Installation and Configuration

This page describes how to install the OpenNebula Prometheus integration packages available in the OpenNebula software repositories.

Step 1. OpenNebula Repositories [Front-end, Hosts]

At this point OpenNebula software repositories should already be configured in your front-end and hosts. Double check this is the case before proceeding, more information can be found in the OpenNebula Repositories guide.

Step 2. Install Front-end Packages [Front-end]

In your OpenNebula front-end, install the Prometheus package. This package includes:

You should also install the Prometheus-KVM package that includes metric exporters. This package includes:

Prometheus, Alertmanager Node Exporter are free software and they are re-distributed for your convenience under the terms of the Apache License 2.0, as described in the Prometheus, Alertmanager and Node exporter licenses respectively.

Note that you will be able to use any existing installation of both systems after the installation.

RPM based distributions (Alma, RHEL)

yum -y install opennebula-prometheus opennebula-prometheus-kvm

Deb based distributions (Ubuntu, Debian)

apt -y install opennebula-prometheus opennebula-prometheus-kvm

Step 3. Install Hosts Packages [Hosts]

In your hosts you need to install the Prometheus-KVM, this package includes:

Prometheus Node exporter is free software and re-distributed in this package for your convenience under the terms of the Apache License 2.0, as described in the Node exporter license.

Note that you will be able to use any existing installation of the node exporter after the installation.

RPM based distributions (Alma, RHEL)

yum -y install opennebula-prometheus-kvm

Deb based distributions (Ubuntu, Debian)

apt -y install opennebula-prometheus-kvm

Step 4. Configure Prometheus [Front-end]

The OpenNebula Prometheus package comes with a simple script that automatically configures the scrape endpoints for your cloud.
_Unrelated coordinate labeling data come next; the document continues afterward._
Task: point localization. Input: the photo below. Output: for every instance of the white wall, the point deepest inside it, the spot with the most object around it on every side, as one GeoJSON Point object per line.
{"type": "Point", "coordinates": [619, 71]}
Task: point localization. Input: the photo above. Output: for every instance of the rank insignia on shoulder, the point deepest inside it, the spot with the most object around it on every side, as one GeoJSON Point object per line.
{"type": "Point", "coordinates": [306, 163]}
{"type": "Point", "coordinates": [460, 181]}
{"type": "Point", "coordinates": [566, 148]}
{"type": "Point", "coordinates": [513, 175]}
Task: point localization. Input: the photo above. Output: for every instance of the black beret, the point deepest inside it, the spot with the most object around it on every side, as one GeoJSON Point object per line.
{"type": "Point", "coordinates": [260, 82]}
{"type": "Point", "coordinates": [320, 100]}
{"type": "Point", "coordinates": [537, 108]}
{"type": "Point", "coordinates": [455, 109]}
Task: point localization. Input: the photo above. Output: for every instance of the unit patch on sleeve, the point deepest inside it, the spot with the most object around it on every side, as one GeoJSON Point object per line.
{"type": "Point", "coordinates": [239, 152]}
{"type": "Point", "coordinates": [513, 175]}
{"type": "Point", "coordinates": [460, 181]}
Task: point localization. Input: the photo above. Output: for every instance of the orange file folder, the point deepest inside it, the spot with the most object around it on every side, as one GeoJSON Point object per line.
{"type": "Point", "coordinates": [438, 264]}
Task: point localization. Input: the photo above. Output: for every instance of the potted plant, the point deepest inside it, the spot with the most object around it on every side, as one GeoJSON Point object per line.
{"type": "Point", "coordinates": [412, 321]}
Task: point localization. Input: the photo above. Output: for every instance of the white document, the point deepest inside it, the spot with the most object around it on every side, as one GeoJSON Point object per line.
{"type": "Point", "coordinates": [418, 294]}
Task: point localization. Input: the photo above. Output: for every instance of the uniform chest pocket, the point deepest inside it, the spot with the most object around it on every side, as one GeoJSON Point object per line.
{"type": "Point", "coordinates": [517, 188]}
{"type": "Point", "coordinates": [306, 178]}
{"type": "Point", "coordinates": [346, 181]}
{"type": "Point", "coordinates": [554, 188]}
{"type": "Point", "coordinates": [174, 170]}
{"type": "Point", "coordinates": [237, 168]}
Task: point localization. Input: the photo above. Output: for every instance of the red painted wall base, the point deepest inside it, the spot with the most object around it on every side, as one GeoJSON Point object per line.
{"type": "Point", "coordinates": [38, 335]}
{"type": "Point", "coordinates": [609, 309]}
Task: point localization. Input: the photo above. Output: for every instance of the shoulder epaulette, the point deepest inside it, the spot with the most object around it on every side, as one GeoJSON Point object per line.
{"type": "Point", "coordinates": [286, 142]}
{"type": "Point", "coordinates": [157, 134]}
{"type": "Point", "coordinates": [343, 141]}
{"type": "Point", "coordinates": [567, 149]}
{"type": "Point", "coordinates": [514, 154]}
First, make sure all your hosts are properly listed with the onehost command, for example:

onehost list
ID NAME                          CLUSTER    TVM      ALLOCATED_CPU      ALLOCATED_MEM STAT
 1 kvm-ssh-uimw3-2.test          default      0       0 / 100 (0%)     0K / 1.2G (0%) on
 0 kvm-ssh-uimw3-1.test          default      0       0 / 100 (0%)     0K / 1.2G (0%) on

Now, we will generate the prometheus configuration in /etc/one/prometheus/prometheus.yml, as root (or oneadmin) execute:

/usr/share/one/prometheus/patch_datasources.rb

This command connects to your cloud as oneadmin to gather the relevant information. Now you can verify the configuration, for the example above:

cat /etc/one/prometheus/prometheus.yml

---
global:
  scrape_interval: 15s
  evaluation_interval: 15s

alerting:
  alertmanagers:
  - static_configs:
    - targets:
      - 127.0.0.1:9093

rule_files:
- rules.yml

scrape_configs:
- job_name: prometheus
  static_configs:
  - targets:
    - 127.0.0.1:9090
- job_name: opennebula_exporter
  static_configs:
  - targets:
    - 127.0.0.1:9925
- job_name: node_exporter
  static_configs:
  - targets:
    - 127.0.0.1:9100
  - targets:
    - kvm-ssh-uimw3-2.test:9100
    labels:
      one_host_id: '1'
  - targets:
    - kvm-ssh-uimw3-1.test:9100
    labels:
      one_host_id: '0'
- job_name: libvirt_exporter
  static_configs:
  - targets:
    - kvm-ssh-uimw3-2.test:9926
    labels:
      one_host_id: '1'
  - targets:
    - kvm-ssh-uimw3-1.test:9926
    labels:
      one_host_id: '0'

You can adjust scrape intervals or other configuration attributes in this file.

Note

You can easily add or remove hosts by copying or deleting the corresponding targets, or simply re-run the script. In that case you’ll have a backup in /etc/one/prometheus/ to recover any additional configurations.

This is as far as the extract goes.